Ces pensées laissèrent Anthémis perplexe, tandis que son père fouillait dans les quelques pièces que contenait la maison de Kleon. Il finit par sortir triomphalement d'un placard un petit cadre sculpté dans le bois. Visiblement fier de sa découverte, il vint se rasseoir près de sa fille et lui tendit le tableau.
La jeune fille reconnut la Famille Dirigeante. Ce devait être un portrait datant d'après la Grande Révolte : Aenor Hodei semblait n'avoir qu'une dizaine d'année et ses parents ainsi que son grand-père, Milio Hodei, n'étaient pas présents – et pour cause, ils avaient été tués.
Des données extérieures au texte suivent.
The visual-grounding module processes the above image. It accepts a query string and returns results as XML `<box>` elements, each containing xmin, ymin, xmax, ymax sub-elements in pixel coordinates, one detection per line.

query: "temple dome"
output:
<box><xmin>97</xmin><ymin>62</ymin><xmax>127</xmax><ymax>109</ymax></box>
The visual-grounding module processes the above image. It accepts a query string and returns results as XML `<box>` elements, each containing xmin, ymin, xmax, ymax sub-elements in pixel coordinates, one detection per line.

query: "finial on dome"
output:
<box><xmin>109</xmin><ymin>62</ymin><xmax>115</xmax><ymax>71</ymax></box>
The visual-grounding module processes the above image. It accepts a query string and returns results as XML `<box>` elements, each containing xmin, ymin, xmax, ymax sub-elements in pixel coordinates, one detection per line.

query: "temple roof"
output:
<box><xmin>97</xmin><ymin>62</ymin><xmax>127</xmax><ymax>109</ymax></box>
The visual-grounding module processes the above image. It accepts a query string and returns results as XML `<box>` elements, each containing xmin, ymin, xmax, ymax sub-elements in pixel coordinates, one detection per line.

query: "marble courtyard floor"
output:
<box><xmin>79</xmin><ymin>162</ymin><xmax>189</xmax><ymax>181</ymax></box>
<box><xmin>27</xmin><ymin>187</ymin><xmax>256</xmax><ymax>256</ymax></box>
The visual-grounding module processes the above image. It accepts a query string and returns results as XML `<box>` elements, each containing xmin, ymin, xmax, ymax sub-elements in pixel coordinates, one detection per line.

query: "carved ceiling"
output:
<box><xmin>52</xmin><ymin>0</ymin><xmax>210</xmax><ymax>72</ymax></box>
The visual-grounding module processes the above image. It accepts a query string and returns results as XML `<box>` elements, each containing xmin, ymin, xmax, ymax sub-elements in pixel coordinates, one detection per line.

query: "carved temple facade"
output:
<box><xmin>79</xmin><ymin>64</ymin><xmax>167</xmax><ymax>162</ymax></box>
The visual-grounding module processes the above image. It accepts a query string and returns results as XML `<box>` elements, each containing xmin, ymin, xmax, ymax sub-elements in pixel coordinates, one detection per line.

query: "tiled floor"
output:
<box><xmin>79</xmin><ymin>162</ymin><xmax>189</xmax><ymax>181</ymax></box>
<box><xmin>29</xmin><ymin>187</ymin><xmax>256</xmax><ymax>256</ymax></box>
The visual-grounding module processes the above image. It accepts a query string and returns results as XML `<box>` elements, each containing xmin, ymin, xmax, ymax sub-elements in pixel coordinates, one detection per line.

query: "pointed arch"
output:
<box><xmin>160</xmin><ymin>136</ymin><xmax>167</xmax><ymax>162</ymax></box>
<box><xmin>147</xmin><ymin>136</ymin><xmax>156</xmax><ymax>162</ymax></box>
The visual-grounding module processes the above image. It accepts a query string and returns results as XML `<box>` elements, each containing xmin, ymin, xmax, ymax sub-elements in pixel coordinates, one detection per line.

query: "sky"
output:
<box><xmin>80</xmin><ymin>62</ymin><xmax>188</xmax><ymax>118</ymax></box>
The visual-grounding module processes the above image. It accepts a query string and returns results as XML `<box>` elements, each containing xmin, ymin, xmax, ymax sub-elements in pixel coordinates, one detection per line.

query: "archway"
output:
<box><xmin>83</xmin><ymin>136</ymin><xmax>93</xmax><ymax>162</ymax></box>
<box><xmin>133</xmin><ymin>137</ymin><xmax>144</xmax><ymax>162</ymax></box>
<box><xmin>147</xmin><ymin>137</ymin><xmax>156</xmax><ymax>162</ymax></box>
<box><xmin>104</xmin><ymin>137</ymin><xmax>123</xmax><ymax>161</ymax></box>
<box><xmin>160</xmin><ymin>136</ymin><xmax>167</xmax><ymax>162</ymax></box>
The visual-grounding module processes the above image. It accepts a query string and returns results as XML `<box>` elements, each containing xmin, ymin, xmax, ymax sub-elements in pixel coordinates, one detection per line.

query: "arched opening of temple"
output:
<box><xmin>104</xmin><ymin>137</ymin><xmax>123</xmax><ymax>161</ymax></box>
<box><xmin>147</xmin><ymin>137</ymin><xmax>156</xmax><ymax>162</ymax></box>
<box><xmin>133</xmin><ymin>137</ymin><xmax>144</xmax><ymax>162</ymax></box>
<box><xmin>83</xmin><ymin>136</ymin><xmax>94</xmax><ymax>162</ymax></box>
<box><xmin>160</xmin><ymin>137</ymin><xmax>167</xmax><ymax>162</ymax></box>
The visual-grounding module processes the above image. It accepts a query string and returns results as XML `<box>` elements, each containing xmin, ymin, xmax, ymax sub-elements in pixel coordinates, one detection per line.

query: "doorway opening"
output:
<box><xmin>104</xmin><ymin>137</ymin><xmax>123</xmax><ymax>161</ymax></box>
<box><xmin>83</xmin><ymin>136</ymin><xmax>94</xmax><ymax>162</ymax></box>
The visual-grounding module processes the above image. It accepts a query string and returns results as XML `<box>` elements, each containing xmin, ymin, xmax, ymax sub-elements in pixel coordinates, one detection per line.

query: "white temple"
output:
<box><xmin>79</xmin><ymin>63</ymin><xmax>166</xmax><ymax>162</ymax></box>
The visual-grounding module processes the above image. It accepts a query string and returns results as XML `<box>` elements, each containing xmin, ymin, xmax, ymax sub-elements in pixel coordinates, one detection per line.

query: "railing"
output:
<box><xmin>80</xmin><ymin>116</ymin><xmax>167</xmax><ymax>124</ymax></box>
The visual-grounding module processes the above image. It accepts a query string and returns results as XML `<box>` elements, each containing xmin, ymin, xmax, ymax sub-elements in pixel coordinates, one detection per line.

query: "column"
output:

Anthémis arqua un sourcil, se demandant ce que son père avait à lui montrer sur ce tableau. Et alors qu'elle commençait enfin à rassembler les pièces du puzzle, Anselme désigna du doigt une petite fille se tenant droite aux côtés de sa grand-mère. Elle avait les cheveux bruns et des yeux sombres et bridés. Sur sa tête était posé un diadème d'or, prouvant son appartenance à la royauté. Plus petite que sa sœur, elle était dessinée un peu à l'écart, et pourtant, une fois que les yeux d'Anthémis furent posés sur elle, il ne s'en détachèrent pas.
Son chemisier enveloppé de dentelle laissait en son centre rayonner une petite pierre, raccrochée au cou de la fillette par une chaîne d'argent. Ses couleurs vives et variées ne laissaient aucun doute quant à son origine : il s'agissait d'une opale.
Mais ce qui retint encore plus l'attention d'Anthémis furent les initiales brodées sur la veste de la petite fille, « A.E.H. », ainsi que le nom entier qui apparaissait dans un coin du tableau, accompagné de celui des deux autres personnes.
Arraroa Ekaitza Hodei.
– Ton amie ne s'appelle pas Opale, répéta Anselme d'un air grave. Elle est la sœur de notre reine, et son vrai nom est Arraroa Hodei.